Which I did since $z<0$. I (subconsciously) played Axiom in my head and
looked for an ordered set with a cos functions.
>>>

... maybe not you, but I would have started from the assumtion that z -->
'complex variable' until, as you found, that becomes untenable and starting
to 'calculate the universal element in some subcategory'.

The moral (or executive summary) being that this is exactly how many
mathematical formulas communicate their meaning: both by using assumptions
about deductions that the reader will make and/or by (more or less
implicitly) pointing out that the assumptions may be wrong.

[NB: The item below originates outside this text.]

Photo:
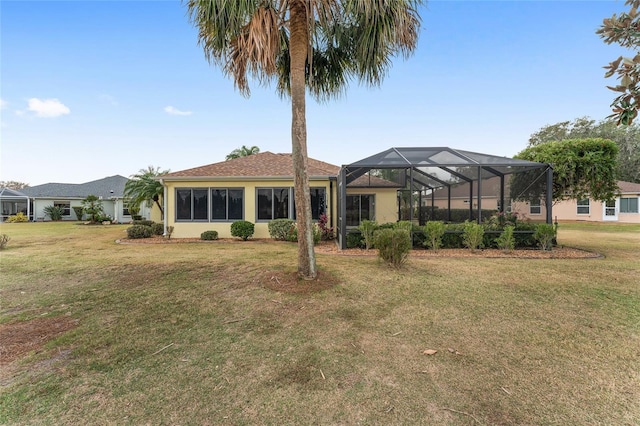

This shows both the communicative (to humans) power of such very
abbreviated maths notations and the fact that much of it works only with
humans who make exactly the correct deductions about unstated assumptions
(particularly about 'variables').

The question is whether the 'mathematical semantics' can be said to be
captured without making explicit certain features that are often, but not
always, absent or very much implicit in the notation typically used.  They
probably can in the computational and logical sense of semantics but is
this level of expressivity:

-- all that OM3 is trying to achieve?

-- sufficient for the 'semanticly rich encoding of mathematical material'

For example, when encoding useful, concrete 'mathematical semantics' in the
21C, is the concept of an:

  expression in a 'universal' or 'unconditional' bound variable

sufficient to encode 'a function' or only a 'template for a collection of
functions'?

Further if it is the only the latter, what has this got to do with concrete
mathematics as she is done and taught by many mathematicians?

Thus it is the (apparently or actually) 'unconditioned variables' that
worry me: they are great for symbolic logic but that is not much of
'mathematics as we know it'.  Even 19C (and probably 17-18C) 'variables'
were not 'universal' but are (possibly by assumption) 'real' or 'complex'
variables or integers (or often more concretely 'quantities').

As soon as the variables get conditioned then one gets some idea of the
'domain over which they range': something that is essential if they are in
fact being used to 'describe a function'.  And in anything I would describe
as 'every day mathematics' such function-like things, with definite domains
available when needed, are (and have been at least since Cauchy)
fundamental and omni-present.

Hence I want all 'bindings' in OM to require a 'condition on the bound
variables'.  Syntactically this can, perhaps, be omitted but with an
assumed default value.

Manifesto: a pure, context-free lambda-expression neither describes a
mathematical function nor expresses any 'mathematical semantics'.